NEW TOWN – The Mandan, Hidatsa and Arikara Nation is condemning the efforts by state officials to intervene in a mineral property lawsuit.

“MHA Nation has a long history of standing up to deception, greed and broken promises, and we will continue to stand firmly in the truth,” said Mark Fox, chairman of the MHA Nation (Three Affiliated Tribes) in a prepared statement.

“The truth endures and remains evident – the Missouri riverbed was held in trust by the federal government for the MHA Nation before North Dakota became a state. Since before our original treaties, the Missouri riverbed within what’s left of our reservation has belonged to the MHA Nation. Again and again, over the decades, the DOI (Department of Interior) has expressly acknowledged that the Missouri riverbed and the minerals beneath it have legally belonged to the MHA Nation within the Fort Berthold Reservation. Stand for what’s right – stand with the MHA Nation,” Fox said.
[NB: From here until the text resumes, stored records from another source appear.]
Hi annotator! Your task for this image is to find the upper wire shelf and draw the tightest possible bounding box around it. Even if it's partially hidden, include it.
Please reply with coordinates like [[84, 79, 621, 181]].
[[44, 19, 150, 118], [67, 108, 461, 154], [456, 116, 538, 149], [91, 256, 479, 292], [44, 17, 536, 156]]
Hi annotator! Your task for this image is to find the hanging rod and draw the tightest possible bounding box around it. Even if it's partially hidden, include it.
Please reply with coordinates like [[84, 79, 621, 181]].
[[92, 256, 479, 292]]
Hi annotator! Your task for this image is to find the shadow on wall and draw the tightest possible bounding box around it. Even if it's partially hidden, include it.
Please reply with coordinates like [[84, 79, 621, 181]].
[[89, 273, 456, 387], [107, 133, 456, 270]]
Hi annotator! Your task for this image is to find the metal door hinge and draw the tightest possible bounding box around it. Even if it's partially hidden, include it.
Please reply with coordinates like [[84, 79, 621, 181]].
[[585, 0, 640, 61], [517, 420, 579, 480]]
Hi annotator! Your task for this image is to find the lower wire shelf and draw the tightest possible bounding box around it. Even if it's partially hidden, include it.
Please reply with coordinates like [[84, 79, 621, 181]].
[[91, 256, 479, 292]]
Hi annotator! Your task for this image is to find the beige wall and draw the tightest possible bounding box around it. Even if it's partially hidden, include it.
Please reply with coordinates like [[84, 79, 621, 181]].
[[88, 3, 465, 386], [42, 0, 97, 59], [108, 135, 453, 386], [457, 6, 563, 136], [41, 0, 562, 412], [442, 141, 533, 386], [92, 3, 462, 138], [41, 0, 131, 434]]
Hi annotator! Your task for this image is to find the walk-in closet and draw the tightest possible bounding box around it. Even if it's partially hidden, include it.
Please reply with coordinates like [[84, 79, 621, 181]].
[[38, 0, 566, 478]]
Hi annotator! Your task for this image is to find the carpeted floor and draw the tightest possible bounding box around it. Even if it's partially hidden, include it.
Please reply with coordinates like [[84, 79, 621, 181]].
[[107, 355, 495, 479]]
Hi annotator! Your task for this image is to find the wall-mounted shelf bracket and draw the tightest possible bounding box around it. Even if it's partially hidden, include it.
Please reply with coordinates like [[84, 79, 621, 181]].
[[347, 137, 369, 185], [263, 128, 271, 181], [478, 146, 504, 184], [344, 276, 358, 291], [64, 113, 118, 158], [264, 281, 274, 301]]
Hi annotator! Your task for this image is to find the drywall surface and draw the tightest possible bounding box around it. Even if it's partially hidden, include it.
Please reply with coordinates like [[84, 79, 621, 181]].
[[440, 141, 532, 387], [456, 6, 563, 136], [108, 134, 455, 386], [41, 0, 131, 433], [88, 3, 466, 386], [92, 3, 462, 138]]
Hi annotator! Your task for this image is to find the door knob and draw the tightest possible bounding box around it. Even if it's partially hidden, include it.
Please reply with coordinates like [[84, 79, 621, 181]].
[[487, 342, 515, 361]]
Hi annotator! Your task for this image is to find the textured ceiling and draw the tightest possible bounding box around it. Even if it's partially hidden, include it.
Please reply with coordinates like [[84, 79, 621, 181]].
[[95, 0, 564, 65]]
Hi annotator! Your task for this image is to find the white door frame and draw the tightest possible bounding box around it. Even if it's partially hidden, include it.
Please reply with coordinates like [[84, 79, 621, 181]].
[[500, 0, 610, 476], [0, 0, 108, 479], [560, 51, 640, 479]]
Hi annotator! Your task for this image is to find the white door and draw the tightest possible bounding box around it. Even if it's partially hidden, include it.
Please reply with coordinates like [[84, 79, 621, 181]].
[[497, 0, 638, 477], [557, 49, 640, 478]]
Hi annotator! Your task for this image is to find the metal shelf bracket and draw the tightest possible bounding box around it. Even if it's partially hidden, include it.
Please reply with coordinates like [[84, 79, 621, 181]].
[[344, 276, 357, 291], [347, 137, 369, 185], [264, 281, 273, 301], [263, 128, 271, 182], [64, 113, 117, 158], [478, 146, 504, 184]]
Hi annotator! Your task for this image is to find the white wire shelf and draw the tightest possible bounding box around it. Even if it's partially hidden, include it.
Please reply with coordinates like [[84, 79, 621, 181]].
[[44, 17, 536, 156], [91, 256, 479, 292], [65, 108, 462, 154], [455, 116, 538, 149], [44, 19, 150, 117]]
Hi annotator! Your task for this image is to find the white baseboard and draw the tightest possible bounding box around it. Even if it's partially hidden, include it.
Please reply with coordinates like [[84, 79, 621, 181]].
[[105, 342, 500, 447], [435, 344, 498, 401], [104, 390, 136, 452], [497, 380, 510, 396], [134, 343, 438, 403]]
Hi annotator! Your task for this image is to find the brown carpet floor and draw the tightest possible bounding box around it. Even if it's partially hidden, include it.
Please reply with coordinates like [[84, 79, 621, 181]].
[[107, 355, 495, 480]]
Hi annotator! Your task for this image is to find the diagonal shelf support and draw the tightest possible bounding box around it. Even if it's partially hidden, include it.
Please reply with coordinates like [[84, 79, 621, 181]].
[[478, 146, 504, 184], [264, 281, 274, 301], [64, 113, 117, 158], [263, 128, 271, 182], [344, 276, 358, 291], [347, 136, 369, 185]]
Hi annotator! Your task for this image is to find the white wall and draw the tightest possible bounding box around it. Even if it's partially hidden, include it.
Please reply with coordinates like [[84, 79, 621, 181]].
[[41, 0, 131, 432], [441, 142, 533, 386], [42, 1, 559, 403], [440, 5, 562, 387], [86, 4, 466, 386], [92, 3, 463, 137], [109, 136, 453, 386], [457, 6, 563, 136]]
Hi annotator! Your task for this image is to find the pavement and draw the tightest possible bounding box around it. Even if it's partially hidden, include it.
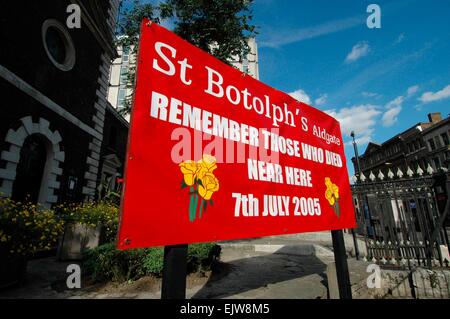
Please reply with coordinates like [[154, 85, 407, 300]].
[[220, 231, 367, 257], [0, 245, 333, 299], [190, 245, 333, 299], [0, 231, 400, 299]]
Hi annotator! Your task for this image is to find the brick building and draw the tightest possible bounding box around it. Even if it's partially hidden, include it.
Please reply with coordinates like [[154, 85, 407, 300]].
[[352, 112, 450, 178], [0, 1, 128, 207]]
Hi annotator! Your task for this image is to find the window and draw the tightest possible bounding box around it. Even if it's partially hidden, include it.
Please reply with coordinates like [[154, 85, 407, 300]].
[[122, 46, 130, 62], [242, 57, 249, 74], [415, 140, 420, 150], [120, 66, 128, 85], [435, 136, 442, 148], [441, 133, 449, 146], [118, 89, 126, 108], [429, 139, 436, 151], [41, 19, 76, 71]]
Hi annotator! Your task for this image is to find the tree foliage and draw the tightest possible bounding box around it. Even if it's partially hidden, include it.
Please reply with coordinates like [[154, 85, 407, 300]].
[[159, 0, 256, 63], [116, 0, 257, 114]]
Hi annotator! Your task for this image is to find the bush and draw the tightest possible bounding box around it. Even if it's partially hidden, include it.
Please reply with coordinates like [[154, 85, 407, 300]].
[[0, 197, 64, 257], [142, 247, 164, 274], [83, 242, 221, 283], [83, 243, 147, 282], [187, 242, 221, 273], [57, 201, 119, 243]]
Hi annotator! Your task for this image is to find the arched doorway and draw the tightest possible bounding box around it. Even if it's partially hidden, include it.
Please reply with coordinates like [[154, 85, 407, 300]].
[[1, 116, 65, 207], [11, 134, 47, 203]]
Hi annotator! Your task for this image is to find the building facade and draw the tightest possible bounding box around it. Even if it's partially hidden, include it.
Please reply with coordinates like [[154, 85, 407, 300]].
[[229, 37, 260, 80], [352, 112, 450, 178], [351, 112, 450, 242], [0, 1, 127, 207], [107, 43, 136, 121]]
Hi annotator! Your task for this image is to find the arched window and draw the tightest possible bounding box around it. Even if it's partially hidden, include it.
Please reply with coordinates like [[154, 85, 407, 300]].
[[12, 134, 47, 203]]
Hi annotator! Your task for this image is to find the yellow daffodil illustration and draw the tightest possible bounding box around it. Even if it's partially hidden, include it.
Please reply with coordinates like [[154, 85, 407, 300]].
[[198, 154, 217, 174], [179, 154, 220, 222], [198, 173, 219, 200], [179, 160, 200, 186], [325, 177, 340, 217]]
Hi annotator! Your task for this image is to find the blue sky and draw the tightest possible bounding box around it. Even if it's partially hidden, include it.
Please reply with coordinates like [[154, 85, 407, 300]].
[[127, 0, 450, 176], [251, 0, 450, 176]]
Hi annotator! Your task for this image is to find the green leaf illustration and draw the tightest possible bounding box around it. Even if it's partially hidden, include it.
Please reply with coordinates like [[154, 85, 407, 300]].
[[193, 194, 199, 220], [335, 201, 340, 218], [189, 187, 195, 222], [199, 199, 204, 218]]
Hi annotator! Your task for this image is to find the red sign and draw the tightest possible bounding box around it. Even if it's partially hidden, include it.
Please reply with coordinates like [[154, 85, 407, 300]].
[[117, 19, 356, 250]]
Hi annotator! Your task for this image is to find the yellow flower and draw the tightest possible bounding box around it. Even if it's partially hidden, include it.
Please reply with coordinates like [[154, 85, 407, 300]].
[[199, 154, 217, 171], [179, 160, 200, 186], [324, 177, 339, 206], [332, 184, 339, 199], [198, 173, 219, 200], [325, 189, 335, 206], [197, 154, 217, 180]]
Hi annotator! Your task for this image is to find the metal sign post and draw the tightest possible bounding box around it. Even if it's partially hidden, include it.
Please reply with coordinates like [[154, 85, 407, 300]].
[[161, 244, 188, 299], [331, 229, 352, 299]]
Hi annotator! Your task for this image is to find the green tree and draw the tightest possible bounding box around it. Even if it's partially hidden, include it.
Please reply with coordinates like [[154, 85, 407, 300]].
[[116, 0, 256, 115]]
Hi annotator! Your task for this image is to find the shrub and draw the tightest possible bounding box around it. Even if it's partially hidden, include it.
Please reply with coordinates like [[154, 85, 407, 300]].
[[187, 242, 221, 273], [83, 242, 221, 283], [57, 201, 119, 243], [142, 247, 164, 275], [0, 197, 64, 257], [83, 243, 147, 282]]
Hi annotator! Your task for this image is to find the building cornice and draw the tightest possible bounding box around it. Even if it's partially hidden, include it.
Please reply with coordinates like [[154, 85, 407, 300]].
[[70, 0, 119, 59]]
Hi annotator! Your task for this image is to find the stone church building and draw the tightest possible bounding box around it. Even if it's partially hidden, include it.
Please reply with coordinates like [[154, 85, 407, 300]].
[[0, 1, 128, 207]]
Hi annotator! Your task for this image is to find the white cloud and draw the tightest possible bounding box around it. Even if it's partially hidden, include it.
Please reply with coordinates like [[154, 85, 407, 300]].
[[394, 33, 405, 44], [361, 91, 381, 99], [385, 96, 404, 109], [407, 85, 419, 97], [361, 92, 376, 98], [419, 84, 450, 103], [382, 105, 402, 127], [382, 95, 405, 127], [345, 42, 370, 63], [325, 104, 381, 145], [333, 45, 430, 101], [315, 94, 328, 106], [289, 89, 311, 105], [260, 15, 364, 48], [381, 85, 420, 126]]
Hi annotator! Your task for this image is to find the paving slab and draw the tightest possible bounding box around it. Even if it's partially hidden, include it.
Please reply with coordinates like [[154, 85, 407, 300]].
[[189, 246, 332, 299], [0, 232, 380, 299]]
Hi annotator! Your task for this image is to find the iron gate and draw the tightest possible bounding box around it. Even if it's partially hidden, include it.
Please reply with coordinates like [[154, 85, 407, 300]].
[[351, 166, 450, 269]]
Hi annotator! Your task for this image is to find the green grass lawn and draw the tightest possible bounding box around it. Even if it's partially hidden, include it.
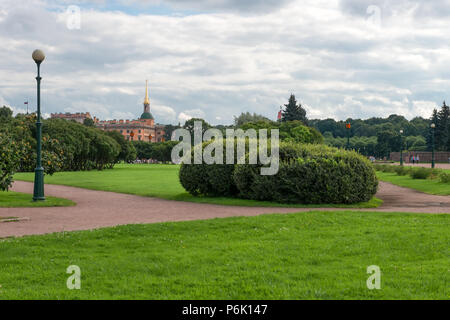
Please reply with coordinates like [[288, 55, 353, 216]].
[[14, 164, 381, 208], [376, 171, 450, 195], [0, 191, 75, 208], [0, 211, 447, 299]]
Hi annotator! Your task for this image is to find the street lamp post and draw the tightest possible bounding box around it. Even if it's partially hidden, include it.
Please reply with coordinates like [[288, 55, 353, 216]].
[[399, 129, 404, 166], [431, 123, 436, 169], [32, 49, 45, 201]]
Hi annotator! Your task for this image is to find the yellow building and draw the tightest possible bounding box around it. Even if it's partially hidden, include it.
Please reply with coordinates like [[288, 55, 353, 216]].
[[96, 81, 165, 142]]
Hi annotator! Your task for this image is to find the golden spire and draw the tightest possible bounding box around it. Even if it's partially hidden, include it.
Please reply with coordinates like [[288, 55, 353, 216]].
[[144, 80, 150, 105]]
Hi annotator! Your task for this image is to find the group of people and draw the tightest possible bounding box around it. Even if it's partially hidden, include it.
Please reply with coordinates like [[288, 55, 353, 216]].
[[410, 155, 420, 164]]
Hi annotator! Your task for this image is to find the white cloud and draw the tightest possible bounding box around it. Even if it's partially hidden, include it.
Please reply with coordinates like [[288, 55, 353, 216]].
[[177, 108, 206, 123], [0, 0, 448, 125]]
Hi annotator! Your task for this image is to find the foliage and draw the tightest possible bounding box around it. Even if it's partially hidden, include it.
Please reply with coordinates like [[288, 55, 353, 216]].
[[409, 167, 432, 179], [233, 144, 378, 204], [105, 130, 137, 163], [0, 132, 20, 191], [239, 120, 323, 144], [179, 141, 239, 197], [0, 114, 124, 175], [0, 105, 13, 120], [179, 141, 378, 204], [234, 112, 270, 127], [163, 124, 181, 142], [439, 171, 450, 183], [182, 118, 211, 146], [15, 164, 381, 208], [281, 94, 308, 124], [393, 166, 410, 176], [133, 141, 178, 162], [83, 118, 95, 127]]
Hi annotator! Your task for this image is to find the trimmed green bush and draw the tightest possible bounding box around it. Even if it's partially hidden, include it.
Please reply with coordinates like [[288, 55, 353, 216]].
[[410, 167, 432, 179], [233, 146, 378, 204], [394, 166, 410, 176], [179, 142, 239, 197], [439, 172, 450, 183], [180, 141, 378, 204]]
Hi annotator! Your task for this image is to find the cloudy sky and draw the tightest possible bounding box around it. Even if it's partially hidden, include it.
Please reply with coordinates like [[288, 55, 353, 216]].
[[1, 0, 450, 124]]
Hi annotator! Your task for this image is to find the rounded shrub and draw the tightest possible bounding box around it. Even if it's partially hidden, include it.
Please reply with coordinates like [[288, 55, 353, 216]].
[[409, 167, 432, 179], [394, 166, 410, 176], [179, 141, 239, 197], [179, 141, 378, 204], [439, 172, 450, 183], [233, 146, 378, 204]]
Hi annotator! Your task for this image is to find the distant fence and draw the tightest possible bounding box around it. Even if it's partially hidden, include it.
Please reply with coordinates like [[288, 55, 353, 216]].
[[390, 151, 450, 163]]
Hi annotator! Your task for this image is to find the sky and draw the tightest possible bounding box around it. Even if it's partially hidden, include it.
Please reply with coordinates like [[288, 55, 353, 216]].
[[1, 0, 450, 125]]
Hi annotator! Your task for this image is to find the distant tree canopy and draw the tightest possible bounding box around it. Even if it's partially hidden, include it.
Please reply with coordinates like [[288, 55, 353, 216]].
[[281, 94, 308, 124], [183, 118, 211, 145], [0, 113, 137, 190], [238, 120, 323, 144], [431, 101, 450, 151], [314, 102, 450, 156], [234, 112, 270, 127], [83, 118, 95, 127], [0, 106, 13, 120], [132, 141, 178, 162]]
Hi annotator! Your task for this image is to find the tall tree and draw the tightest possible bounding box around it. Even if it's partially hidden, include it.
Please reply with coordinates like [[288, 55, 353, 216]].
[[281, 94, 307, 124], [183, 118, 211, 145], [427, 109, 439, 151], [437, 101, 450, 151], [0, 106, 13, 121]]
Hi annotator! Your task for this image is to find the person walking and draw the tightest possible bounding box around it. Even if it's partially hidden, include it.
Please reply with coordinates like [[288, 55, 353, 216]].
[[411, 155, 415, 164], [416, 155, 420, 164]]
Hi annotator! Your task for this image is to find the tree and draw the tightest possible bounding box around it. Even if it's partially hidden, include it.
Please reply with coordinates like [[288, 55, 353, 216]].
[[437, 101, 449, 151], [163, 124, 181, 142], [376, 130, 401, 158], [105, 130, 137, 163], [0, 106, 13, 120], [183, 118, 211, 145], [83, 118, 95, 127], [281, 94, 307, 124], [233, 112, 270, 127], [427, 109, 439, 151]]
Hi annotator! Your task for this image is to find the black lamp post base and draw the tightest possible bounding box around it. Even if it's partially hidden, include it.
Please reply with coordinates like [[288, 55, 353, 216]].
[[33, 167, 45, 201]]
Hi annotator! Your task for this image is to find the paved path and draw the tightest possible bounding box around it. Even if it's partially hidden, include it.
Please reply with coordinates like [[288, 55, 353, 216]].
[[1, 181, 449, 238]]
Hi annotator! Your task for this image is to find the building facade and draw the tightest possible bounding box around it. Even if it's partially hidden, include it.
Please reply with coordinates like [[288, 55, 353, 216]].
[[51, 81, 165, 142], [95, 81, 165, 142]]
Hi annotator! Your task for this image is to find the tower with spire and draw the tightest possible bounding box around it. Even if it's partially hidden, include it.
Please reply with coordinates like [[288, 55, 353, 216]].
[[140, 80, 154, 120]]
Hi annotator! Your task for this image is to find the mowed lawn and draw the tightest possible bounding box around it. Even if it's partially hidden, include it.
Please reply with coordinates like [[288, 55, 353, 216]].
[[376, 171, 450, 196], [0, 191, 75, 208], [14, 164, 381, 208], [0, 211, 448, 299]]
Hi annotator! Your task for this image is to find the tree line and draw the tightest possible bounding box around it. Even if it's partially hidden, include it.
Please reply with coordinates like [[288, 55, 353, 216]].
[[0, 107, 136, 190]]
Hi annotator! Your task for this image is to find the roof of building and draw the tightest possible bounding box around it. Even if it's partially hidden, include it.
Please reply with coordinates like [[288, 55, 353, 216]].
[[140, 112, 154, 120]]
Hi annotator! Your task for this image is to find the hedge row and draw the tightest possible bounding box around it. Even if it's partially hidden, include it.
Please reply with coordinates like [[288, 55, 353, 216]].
[[179, 141, 378, 204], [374, 164, 449, 181]]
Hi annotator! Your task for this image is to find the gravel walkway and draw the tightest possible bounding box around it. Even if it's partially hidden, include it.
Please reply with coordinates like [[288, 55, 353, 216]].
[[1, 181, 449, 238]]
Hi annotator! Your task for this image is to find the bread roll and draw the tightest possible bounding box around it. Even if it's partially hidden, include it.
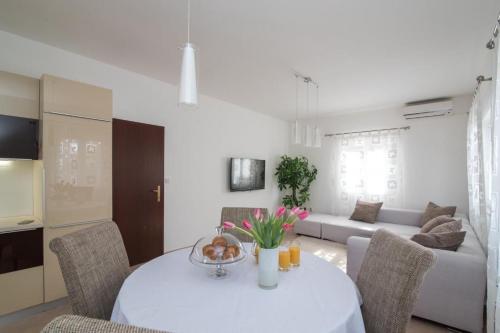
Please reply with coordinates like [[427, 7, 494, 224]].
[[212, 236, 228, 248]]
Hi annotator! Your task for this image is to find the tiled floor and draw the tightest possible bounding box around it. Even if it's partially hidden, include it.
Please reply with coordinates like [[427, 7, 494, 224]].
[[0, 235, 460, 333]]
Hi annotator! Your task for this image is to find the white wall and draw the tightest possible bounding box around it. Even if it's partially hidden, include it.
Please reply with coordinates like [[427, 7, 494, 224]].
[[0, 161, 33, 218], [291, 95, 471, 214], [0, 30, 289, 251]]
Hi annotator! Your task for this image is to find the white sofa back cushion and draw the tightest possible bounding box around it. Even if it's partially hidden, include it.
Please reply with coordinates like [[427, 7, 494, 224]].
[[376, 208, 423, 226]]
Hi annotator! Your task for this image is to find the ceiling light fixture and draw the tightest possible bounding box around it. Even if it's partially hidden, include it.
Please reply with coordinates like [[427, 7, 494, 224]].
[[293, 72, 320, 148], [178, 0, 198, 107]]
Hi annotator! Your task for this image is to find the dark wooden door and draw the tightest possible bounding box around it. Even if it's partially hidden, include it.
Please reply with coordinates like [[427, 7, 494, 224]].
[[113, 118, 164, 266]]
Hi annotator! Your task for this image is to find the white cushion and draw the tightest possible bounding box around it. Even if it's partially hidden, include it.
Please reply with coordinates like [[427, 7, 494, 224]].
[[376, 207, 423, 226], [314, 214, 420, 243], [294, 218, 321, 238]]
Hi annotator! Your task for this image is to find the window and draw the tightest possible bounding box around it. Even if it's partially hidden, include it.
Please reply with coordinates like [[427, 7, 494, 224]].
[[333, 131, 404, 215]]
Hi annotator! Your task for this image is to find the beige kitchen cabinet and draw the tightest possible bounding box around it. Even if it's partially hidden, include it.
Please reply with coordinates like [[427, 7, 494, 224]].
[[41, 74, 112, 121], [42, 112, 112, 227], [43, 222, 103, 302], [0, 266, 44, 315], [0, 71, 39, 119], [41, 74, 113, 303]]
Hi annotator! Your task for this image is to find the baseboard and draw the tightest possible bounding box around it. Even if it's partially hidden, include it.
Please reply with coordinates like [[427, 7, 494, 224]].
[[0, 297, 68, 327]]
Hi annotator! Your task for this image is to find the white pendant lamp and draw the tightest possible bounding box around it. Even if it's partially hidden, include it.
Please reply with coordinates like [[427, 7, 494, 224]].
[[304, 80, 312, 147], [313, 126, 321, 148], [305, 125, 313, 147], [292, 75, 302, 144], [293, 120, 301, 144], [313, 85, 322, 148], [179, 0, 198, 107]]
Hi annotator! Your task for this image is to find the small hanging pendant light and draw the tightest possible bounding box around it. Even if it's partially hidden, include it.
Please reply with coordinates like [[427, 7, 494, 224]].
[[292, 75, 302, 144], [293, 120, 301, 144], [313, 85, 322, 148], [305, 124, 313, 147], [179, 0, 198, 107], [313, 126, 321, 148], [304, 80, 313, 147]]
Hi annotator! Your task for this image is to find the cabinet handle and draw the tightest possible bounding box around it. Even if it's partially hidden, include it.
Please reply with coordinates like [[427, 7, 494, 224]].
[[152, 185, 161, 203]]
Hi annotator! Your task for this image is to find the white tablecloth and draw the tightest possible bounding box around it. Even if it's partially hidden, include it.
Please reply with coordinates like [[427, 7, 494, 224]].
[[111, 244, 365, 333]]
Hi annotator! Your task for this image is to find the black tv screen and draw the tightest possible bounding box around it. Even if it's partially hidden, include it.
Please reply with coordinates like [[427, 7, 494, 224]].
[[230, 158, 265, 191]]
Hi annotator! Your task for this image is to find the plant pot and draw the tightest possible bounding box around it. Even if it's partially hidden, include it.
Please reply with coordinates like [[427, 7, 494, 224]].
[[258, 247, 279, 289]]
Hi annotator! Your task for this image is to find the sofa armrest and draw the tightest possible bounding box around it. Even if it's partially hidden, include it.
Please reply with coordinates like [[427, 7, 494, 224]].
[[347, 236, 486, 283], [346, 236, 486, 333], [346, 236, 370, 282]]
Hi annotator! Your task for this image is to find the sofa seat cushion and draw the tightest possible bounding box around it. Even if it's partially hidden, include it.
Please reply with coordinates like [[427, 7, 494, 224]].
[[294, 218, 322, 238], [306, 214, 420, 244]]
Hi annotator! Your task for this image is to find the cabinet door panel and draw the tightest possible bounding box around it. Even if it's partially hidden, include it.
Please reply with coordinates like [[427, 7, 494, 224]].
[[0, 266, 43, 315], [0, 71, 39, 119], [43, 113, 112, 226], [44, 223, 102, 302], [0, 228, 43, 274], [41, 74, 112, 121]]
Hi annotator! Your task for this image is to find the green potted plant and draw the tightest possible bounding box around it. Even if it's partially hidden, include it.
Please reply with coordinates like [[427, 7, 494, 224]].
[[275, 155, 318, 209]]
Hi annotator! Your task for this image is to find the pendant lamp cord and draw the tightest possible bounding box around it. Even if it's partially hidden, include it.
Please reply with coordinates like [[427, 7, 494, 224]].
[[306, 80, 310, 117], [295, 75, 299, 120], [187, 0, 191, 44]]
According to tribal information, on Aug. 10, North Dakota filed a motion to intervene in the MHA Nation’s lawsuit against the Department of Interior. The suit claims the Interior Department illegally took the MHA Nation’s property rights in the Missouri riverbed on the Fort Berthold Reservation and breached its fiduciary trust and treaty duties. The riverbed mineral property rights have been legally recognized by the Interior Department as belonging to the MHA Nation for over 80 years. In a recent opinion by Interior Solicitor Daniel Jorjani, acting on a request from North Dakota state officials, Jorjani purported to defy the decades old Interior Department precedent by stating that the minerals belonged to the state of North Dakota. The action resulted in the MHA Nation’s lawsuit.

In the motion to intervene, the state seeks the opportunity to prop up the Jorjani opinion, hoping for a second chance at claiming the MHA Nation’s reservation minerals. The state lost the same claim to the riverbed back in 1979 before the Interior Board of Land Appeals, a decision which became binding after the state failed to appeal, the information from the MHA Nation also said.